Ok, here it is (and es, that regex is really that big, lots of characters) -

regex = /[\u{00A9}\u{00AE}\u{203C}\u{2049}\u{2122}\u{2139}\u{2194}-\u{2199}\u{21A9}-\u{21AA}\u{231A}-\u{231B}\u{2328}\u{23CF}\u{23E9}-\u{23F3}\u{23F8}-\u{23FA}\u{24C2}\u{25AA}-\u{25AB}\u{25B6}\u{25C0}\u{25FB}-\u{25FE}\u{2600}-\u{2604}\u{260E}\u{2611}\u{2614}-\u{2615}\u{2618}\u{261D}\u{2620}\u{2622}-\u{2623}\u{2626}\u{262A}\u{262E}-\u{262F}\u{2638}-\u{263A}\u{2648}-\u{2653}\u{2660}\u{2663}\u{2665}-\u{2666}\u{2668}\u{267B}\u{267F}\u{2692}-\u{2694}\u{2696}-\u{2697}\u{2699}\u{269B}-\u{269C}\u{26A0}-\u{26A1}\u{26AA}-\u{26AB}\u{26B0}-\u{26B1}\u{26BD}-\u{26BE}\u{26C4}-\u{26C5}\u{26C8}\u{26CE}-\u{26CF}\u{26D1}\u{26D3}-\u{26D4}\u{26E9}-\u{26EA}\u{26F0}-\u{26F5}\u{26F7}-\u{26FA}\u{26FD}\u{2702}\u{2705}\u{2708}-\u{270D}\u{270F}\u{2712}\u{2714}\u{2716}\u{271D}\u{2721}\u{2728}\u{2733}-\u{2734}\u{2744}\u{2747}\u{274C}\u{274E}\u{2753}-\u{2755}\u{2757}\u{2763}-\u{2764}\u{2795}-\u{2797}\u{27A1}\u{27B0}\u{27BF}\u{2934}-\u{2935}\u{2B05}-\u{2B07}\u{2B1B}-\u{2B1C}\u{2B50}\u{2B55}\u{3030}\u{303D}\u{3297}\u{3299}\u{1F004}\u{1F0CF}\u{1F170}-\u{1F171}\u{1F17E}-\u{1F17F}\u{1F18E}\u{1F191}-\u{1F19A}\u{1F201}-\u{1F202}\u{1F21A}\u{1F22F}\u{1F232}-\u{1F23A}\u{1F250}-\u{1F251}\u{1F300}-\u{1F321}\u{1F324}-\u{1F393}\u{1F396}-\u{1F397}\u{1F399}-\u{1F39B}\u{1F39E}-\u{1F3F0}\u{1F3F3}-\u{1F3F5}\u{1F3F7}-\u{1F4FD}\u{1F4FF}-\u{1F53D}\u{1F549}-\u{1F54E}\u{1F550}-\u{1F567}\u{1F56F}-\u{1F570}\u{1F573}-\u{1F579}\u{1F587}\u{1F58A}-\u{1F58D}\u{1F590}\u{1F595}-\u{1F596}\u{1F5A5}\u{1F5A8}\u{1F5B1}-\u{1F5B2}\u{1F5BC}\u{1F5C2}-\u{1F5C4}\u{1F5D1}-\u{1F5D3}\u{1F5DC}-\u{1F5DE}\u{1F5E1}\u{1F5E3}\u{1F5EF}\u{1F5F3}\u{1F5FA}-\u{1F64F}\u{1F680}-\u{1F6C5}\u{1F6CB}-\u{1F6D0}\u{1F6E0}-\u{1F6E5}\u{1F6E9}\u{1F6EB}-\u{1F6EC}\u{1F6F0}\u{1F6F3}\u{1F910}-\u{1F918}\u{1F980}-\u{1F984}\u{1F9C0}]/

# description
if @issue.description_changed?
  if @issue.description
    self.description = [self.description,""].join
    self.description = self.description.gsub regex, '?'

# notes
if @issue.notes
  self.notes = [self.notes,""].join
  self.notes = self.notes.gsub regex, '?'

Ok, that's t, no answers, responses required, and not sure if I put this in the correct place, but like I say wanted to log it anyway.

Replies (3)

RE: Invalid Characters/Redmine crashes or rejects emails for non-UTF-8 characters - Solution - Added by Matthew Paul almost 3 years ago

PS - it is also a bug in this redmine, but whereas on my stack it actually crashes, here it simply cuts all text off after the offending 4 byte emoticon... which you obviously don't want to happen...
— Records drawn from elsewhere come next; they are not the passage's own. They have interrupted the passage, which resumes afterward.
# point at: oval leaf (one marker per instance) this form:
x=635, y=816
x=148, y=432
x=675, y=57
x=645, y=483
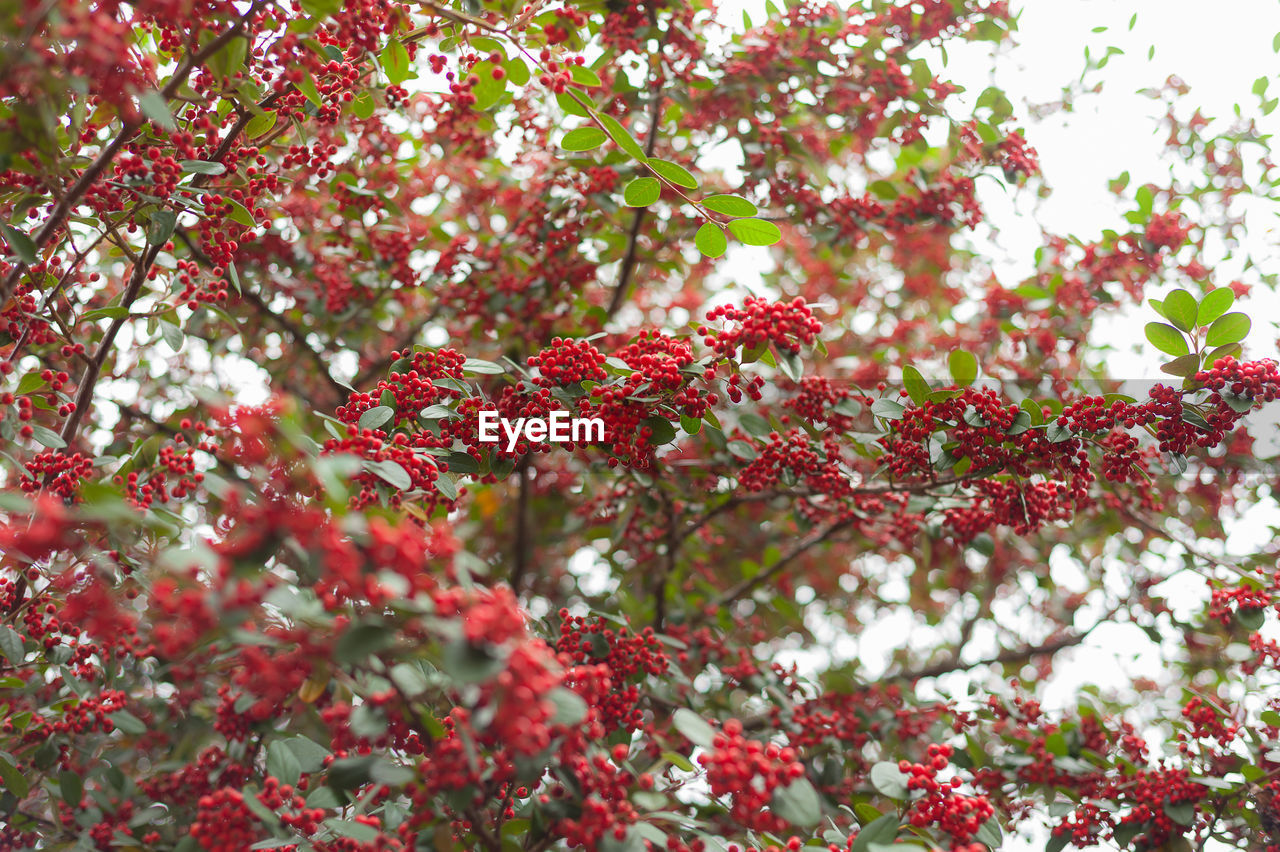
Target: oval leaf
x=1215, y=305
x=798, y=804
x=396, y=62
x=755, y=232
x=887, y=408
x=964, y=367
x=584, y=138
x=711, y=239
x=641, y=192
x=888, y=779
x=693, y=727
x=730, y=206
x=376, y=417
x=1230, y=328
x=1166, y=338
x=915, y=384
x=621, y=136
x=1180, y=310
x=672, y=173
RE: [Solved] - Emoticons/Emojii/4-byte Non-UTF-8 characters - Added by Deoren Moor almost 3 years ago

Some related issues: #24992, #21398

#21398#note-10 in particular goes into a good level of detail.

We experience this with scraped emails (they're rejected) and attempts to post to an issue via the web UI (500 server error).